Die Fragmentierung wird tiefer gehen und sich um die wirtschaftlich und militärisch stärksten Länder der Welt gruppieren, die in der Lage sein werden, Bündnisse zu schließen, die für ihre Existenz und Entwicklung ausreichen, und die über ein bedeutendes Ressourcenpotenzial und Absatzmärkte verfügen. Dabei handelt es sich bedingt um chinesische, amerikanische, russische, indische, möglicherweise türkische und andere Projekte, die in unterschiedlichem Maße miteinander interagieren und konkurrieren werden. Sie werden unterschiedliche Handelshemmnisse, unterschiedliche technologische Durchdringungen usw. haben. Das heißt, das System wird nicht bipolar, sondern multipolar und sehr dynamisch sein.

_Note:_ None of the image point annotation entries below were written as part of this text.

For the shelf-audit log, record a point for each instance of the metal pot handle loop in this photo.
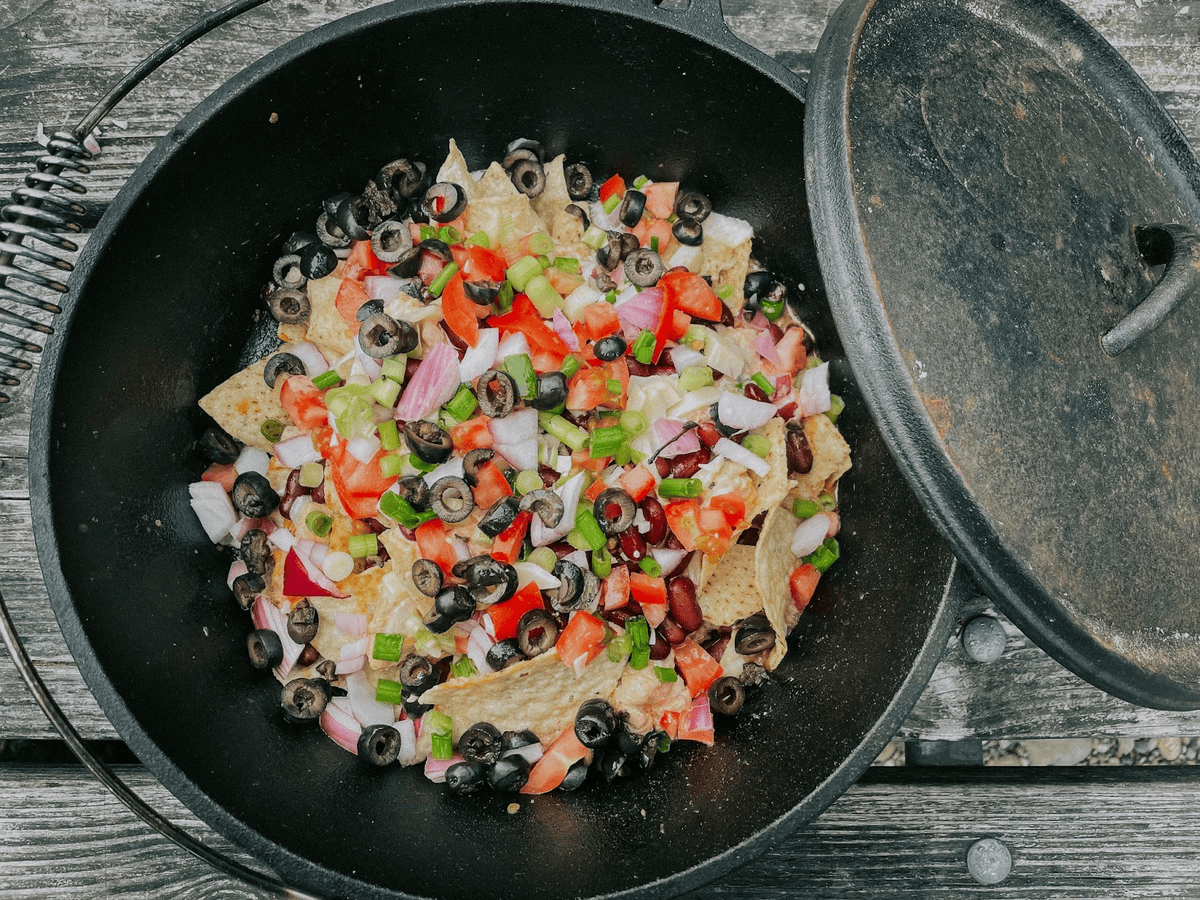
(1179, 247)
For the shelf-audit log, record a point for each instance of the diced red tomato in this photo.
(433, 545)
(490, 485)
(699, 670)
(557, 760)
(351, 295)
(304, 402)
(582, 639)
(507, 545)
(803, 583)
(502, 618)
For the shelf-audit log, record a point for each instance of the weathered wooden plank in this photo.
(898, 834)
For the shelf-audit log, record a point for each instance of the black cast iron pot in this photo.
(165, 305)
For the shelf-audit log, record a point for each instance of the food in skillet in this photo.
(540, 479)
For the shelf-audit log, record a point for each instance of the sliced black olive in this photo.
(615, 510)
(595, 723)
(450, 497)
(466, 777)
(455, 604)
(645, 267)
(253, 496)
(286, 273)
(418, 673)
(257, 551)
(509, 773)
(579, 181)
(537, 633)
(415, 490)
(247, 587)
(545, 504)
(219, 445)
(282, 364)
(631, 207)
(496, 393)
(317, 261)
(427, 577)
(754, 635)
(690, 234)
(444, 202)
(693, 205)
(610, 348)
(499, 516)
(379, 744)
(292, 307)
(391, 240)
(727, 695)
(481, 743)
(265, 648)
(473, 460)
(503, 654)
(303, 622)
(305, 699)
(429, 443)
(551, 391)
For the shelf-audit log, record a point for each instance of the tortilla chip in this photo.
(773, 563)
(831, 456)
(241, 403)
(539, 694)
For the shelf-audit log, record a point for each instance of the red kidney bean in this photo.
(653, 513)
(683, 605)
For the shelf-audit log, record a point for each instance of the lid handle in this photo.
(1179, 247)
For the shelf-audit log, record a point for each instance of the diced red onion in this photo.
(214, 508)
(479, 359)
(433, 383)
(809, 534)
(738, 454)
(741, 413)
(815, 390)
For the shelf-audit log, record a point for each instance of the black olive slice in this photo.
(292, 307)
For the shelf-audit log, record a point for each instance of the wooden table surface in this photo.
(899, 833)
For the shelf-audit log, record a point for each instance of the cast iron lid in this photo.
(983, 183)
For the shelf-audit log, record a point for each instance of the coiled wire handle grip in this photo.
(37, 213)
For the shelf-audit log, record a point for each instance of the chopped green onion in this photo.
(520, 366)
(363, 545)
(389, 435)
(651, 567)
(606, 441)
(522, 270)
(394, 367)
(327, 379)
(393, 465)
(543, 295)
(643, 347)
(319, 523)
(756, 444)
(835, 406)
(462, 405)
(684, 487)
(558, 427)
(387, 690)
(273, 430)
(693, 378)
(312, 474)
(385, 393)
(388, 647)
(443, 277)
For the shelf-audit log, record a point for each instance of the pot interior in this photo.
(166, 305)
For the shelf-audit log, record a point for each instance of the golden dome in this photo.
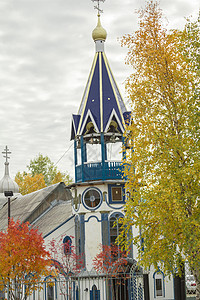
(99, 33)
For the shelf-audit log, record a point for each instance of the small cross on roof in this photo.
(6, 152)
(97, 6)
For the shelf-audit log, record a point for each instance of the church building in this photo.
(91, 207)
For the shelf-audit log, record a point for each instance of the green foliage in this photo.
(163, 170)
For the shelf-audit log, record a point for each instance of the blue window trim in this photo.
(163, 283)
(110, 186)
(67, 239)
(45, 288)
(101, 198)
(111, 216)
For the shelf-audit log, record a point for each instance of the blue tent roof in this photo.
(101, 102)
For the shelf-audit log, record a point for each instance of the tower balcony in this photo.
(99, 171)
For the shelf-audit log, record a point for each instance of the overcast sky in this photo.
(46, 52)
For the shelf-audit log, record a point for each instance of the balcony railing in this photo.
(98, 171)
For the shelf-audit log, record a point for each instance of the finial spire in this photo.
(6, 152)
(97, 6)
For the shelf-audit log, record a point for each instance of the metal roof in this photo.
(45, 208)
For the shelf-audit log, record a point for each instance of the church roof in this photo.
(46, 208)
(102, 101)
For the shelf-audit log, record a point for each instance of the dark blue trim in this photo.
(105, 229)
(82, 236)
(93, 217)
(103, 155)
(101, 198)
(58, 227)
(110, 186)
(75, 158)
(82, 158)
(45, 293)
(163, 282)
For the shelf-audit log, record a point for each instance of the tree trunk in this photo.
(196, 274)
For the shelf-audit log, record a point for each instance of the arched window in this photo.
(92, 198)
(115, 227)
(50, 292)
(159, 284)
(50, 288)
(67, 243)
(94, 293)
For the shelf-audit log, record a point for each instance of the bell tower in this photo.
(97, 130)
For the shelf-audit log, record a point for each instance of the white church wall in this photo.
(93, 238)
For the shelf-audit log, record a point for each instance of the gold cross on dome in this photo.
(6, 152)
(97, 6)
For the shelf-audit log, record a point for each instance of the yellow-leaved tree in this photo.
(42, 173)
(162, 166)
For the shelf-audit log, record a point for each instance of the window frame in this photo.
(110, 196)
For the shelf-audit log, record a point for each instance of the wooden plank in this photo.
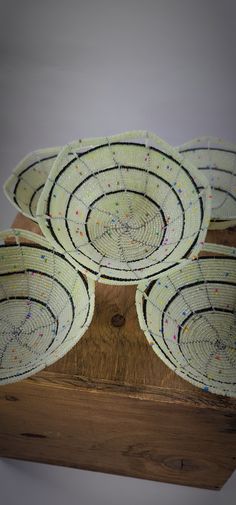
(117, 434)
(111, 405)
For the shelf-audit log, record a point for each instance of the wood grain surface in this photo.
(112, 405)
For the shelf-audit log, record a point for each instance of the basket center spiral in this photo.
(30, 336)
(133, 231)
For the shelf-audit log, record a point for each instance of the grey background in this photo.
(73, 69)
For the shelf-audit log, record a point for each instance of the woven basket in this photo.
(125, 210)
(25, 184)
(217, 160)
(188, 317)
(45, 306)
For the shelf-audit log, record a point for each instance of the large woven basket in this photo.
(45, 305)
(188, 317)
(216, 158)
(26, 182)
(125, 210)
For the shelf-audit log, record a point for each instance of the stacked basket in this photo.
(125, 209)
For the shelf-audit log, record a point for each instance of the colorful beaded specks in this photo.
(189, 316)
(45, 305)
(126, 209)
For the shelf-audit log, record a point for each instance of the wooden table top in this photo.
(113, 355)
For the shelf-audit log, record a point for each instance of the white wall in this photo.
(72, 69)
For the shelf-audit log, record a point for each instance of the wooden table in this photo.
(111, 405)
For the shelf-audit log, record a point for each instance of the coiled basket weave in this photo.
(127, 209)
(189, 316)
(46, 304)
(25, 184)
(216, 158)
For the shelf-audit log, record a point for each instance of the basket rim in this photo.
(225, 251)
(120, 138)
(60, 351)
(218, 144)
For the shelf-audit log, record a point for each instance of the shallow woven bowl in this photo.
(125, 210)
(188, 317)
(217, 160)
(24, 186)
(26, 182)
(45, 305)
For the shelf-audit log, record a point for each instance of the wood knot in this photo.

Dies bedeutet, dass die WTO mit ihren Schlussfolgerungen, die düstere Aussichten für den sich abzeichnenden Deglobalisierungstrend zeichnen, möglicherweise nicht richtig liegt. Es besteht kein Zweifel, dass die Fragmentierung der Weltwirtschaft die Transaktionskosten des Welthandels erhöhen wird. Aber der Wettbewerb zwischen den verschiedenen Zentren der multipolaren Welt und der Wegfall der dominierenden Macht, die selbst enorme Kosten für ihre Aufrechterhaltung verursacht, können im Gegenteil dem sich neu definierenden Weltwirtschaftssystem neuen Inhalt verleihen.